Moon believes that leaders should have a strong vision for their organization. “I seek to understand what the unmet medical needs are and how one can achieve these goals,” he says. “I believe innovation is a crucial component that sets you apart and propels your approach to problem-solving.”
In addition, Moon believes that a good leader should be able to listen to and recognize the needs of other parties. A good leader should also engage the team to understand its members and their strengths and weaknesses to maximize their potential.
Success
“Making the most innovative strides in science always takes extra effort and time, but it’s very much worth it,” Moon says. He is happy to have found his scientific niche, which focuses on using the latest technologies to drive innovations in drug development.

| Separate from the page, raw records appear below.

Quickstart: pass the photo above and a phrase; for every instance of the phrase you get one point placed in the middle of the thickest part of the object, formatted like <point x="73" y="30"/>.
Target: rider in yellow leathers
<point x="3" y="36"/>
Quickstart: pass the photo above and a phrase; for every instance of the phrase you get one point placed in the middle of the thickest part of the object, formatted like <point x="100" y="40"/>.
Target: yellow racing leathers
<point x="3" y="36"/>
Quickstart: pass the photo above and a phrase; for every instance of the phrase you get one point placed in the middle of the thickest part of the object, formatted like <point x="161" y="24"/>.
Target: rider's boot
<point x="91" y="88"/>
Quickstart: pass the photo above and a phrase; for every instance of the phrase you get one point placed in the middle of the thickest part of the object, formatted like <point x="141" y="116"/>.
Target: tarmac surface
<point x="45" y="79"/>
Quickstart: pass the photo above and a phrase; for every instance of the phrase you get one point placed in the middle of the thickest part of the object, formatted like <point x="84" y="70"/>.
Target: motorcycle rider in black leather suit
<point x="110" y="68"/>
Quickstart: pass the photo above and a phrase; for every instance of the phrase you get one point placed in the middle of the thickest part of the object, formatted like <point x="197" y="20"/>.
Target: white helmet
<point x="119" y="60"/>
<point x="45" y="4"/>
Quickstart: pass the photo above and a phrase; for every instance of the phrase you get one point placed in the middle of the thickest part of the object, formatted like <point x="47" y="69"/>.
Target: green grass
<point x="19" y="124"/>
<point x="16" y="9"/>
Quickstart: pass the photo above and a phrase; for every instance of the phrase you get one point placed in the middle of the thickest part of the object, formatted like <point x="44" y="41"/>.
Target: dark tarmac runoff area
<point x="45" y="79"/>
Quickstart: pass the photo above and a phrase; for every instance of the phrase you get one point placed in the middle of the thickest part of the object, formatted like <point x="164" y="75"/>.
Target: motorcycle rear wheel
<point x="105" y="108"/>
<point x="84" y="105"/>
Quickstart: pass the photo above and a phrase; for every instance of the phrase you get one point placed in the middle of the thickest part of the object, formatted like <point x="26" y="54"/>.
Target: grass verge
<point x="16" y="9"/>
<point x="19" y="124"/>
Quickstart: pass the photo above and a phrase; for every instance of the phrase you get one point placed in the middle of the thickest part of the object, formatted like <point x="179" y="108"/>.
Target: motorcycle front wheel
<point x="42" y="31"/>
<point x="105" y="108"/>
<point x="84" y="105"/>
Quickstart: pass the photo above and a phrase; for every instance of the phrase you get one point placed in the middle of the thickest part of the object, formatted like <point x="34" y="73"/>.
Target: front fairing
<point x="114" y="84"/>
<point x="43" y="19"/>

Among Moon’s strong publication record, both Amidon and Dalton point to his 2017 publication in Nature Materials on his innovative approach to translational medicine, marrying new biomaterials design and vaccinology to arrive at a breakthrough technology for personalized cancer immunotherapy.
“His lab showed for the first time that nanovaccines could be tailored to each cancer patient’s unique tumor mutations, thereby serving as a potent platform to generate antitumor T-cell responses that can eliminate established tumors and achieve long-term protection against tumor recurrence,” says Dalton. “This is a breakthrough in the field of drug delivery that demonstrates, for the first time, personalized nanomedicine for cancer immunotherapy.”
“I have always been fascinated by how medicines work and always wanted to develop new drugs to benefit patients,” Moon says. “It is quite a privilege to work on something that I feel passionate about.”
He urges those pursuing a career in the pharmaceutical sciences to “find your passion and pursue that dream. It is a great privilege for me to be able to work on something that I truly care about and enjoy doing!”